Believe it or not, some ten plus years later…I still have a copy of that memo. Here are a few key learnings I see every time I read it:
The word tacit means “expressed without words or speech; implied or indicated but not actually expressed.” It represents silent consent and acceptance. In our workplaces, tacit approval is given whenever a manager fails to speak out about existing conditions. Tacit approval leads everyone to assume that existing conditions are acceptable, will be tolerated and allowed to continue.
Not only does tacit approval work against improving performance, it makes it unlikely that standards will be met. Let’s use a simple example, like when a supervisor doesn’t say anything about an employee who’s wearing something more suited for clubbing. What’s going to motivate the employee to wear the proper attire in the future? The supervisor’s silence implies that it’s OK to wear unprofessional clothing. Other employees will see this and, before long, the office has turned into The Viper Room. Trying to re-institute the policy at this point requires a major retraining effort. To avoid this situation, the supervisor should be vocal, but not in an overbearing, sarcastic or caustic way. A timely comment can bring general awareness and serves to remind everyone of the policy.
Some other common examples of tacit approval in the workplace include:
Setting a double standard. Let’s say you have an employee who doesn’t arrive at work on time. The employee must be coached on the need to be punctual. Failure to say something would be silent approval of tardiness. But this also means that you, as the manager, need to be punctual as well. You have to set the example. The hypocrisy of enforcing one standard while demonstrating another will cause resentment and more problems.
Passing the buck. You see someone in another department with an inappropriate screen saver. Because this employee is in another department, you figure it’s not your responsibility and don’t address the issue. Even though you know the screen saver could offend a co-worker or customer. The assumption that someone else will handle it is misconceived. Meanwhile, the employee has the silent approval from a member of the management team.
Tacit approval takes many forms and arises for a variety of reasons. It can often result from fear of conflict or rejection, laziness, or misguided intentions. All that really needs to be done to eliminate tacit approval is to recognize the reasons that tempt you to overlook a situation that you know needs attention.
Speak up in every case that warrants it, in spite of your apprehensions. Before long, the reasons for remaining silent will cease to exist. Your feelings about speaking up to correct something that’s wrong becomes less important to you. It becomes about something being wrong that shouldn’t be.
Dawn Bugni says
Wonderful post!
When I managed in corporate America, I operated on the premise “Failure to condemn behavior condones it”. As a manager or business owner, if you’re not willing to talk about the 800-lb gorilla in the room and address the swarming gnats — little insignificant things that annoy and distract — you’ll have the organization you deserve.
It’s not easy being the person that speaks up, but you’ll sleep better at night for it.
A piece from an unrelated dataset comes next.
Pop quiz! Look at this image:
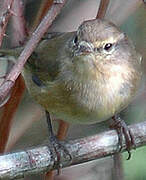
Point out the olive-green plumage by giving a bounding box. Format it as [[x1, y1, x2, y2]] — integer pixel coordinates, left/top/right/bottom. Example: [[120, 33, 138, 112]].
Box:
[[0, 19, 141, 124]]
Perhaps, if more of us stood up for what’s right, we wouldn’t be facing the myriad social issues we face in America today.
Puf says
Great post, and an often overlooked area. We often measure only on what we do, not on what we don’t do, and as you prove, they are often equally as important. We can’t be weak leaders or allow those we support to be weak leaders by condoning this behavior.
Tim Walker says
Interesting take, Sharlyn — glad my post helped inspire you.
I would add this perspective: one of the big problems of tacit *anything* is that different people have different communication styles, different worldviews, and often radically different assumptions. So silence for one person may mean “No news is good news,” but for someone else it means “The boss doesn’t care,” and for a third person it means “The boss must hate me.” In my experience, NONE of these things is usually true. So it behooves us to speak up.
Jim P says
Whilst a simple idea, it has far reaching consequences, and does not appear to be widely understood.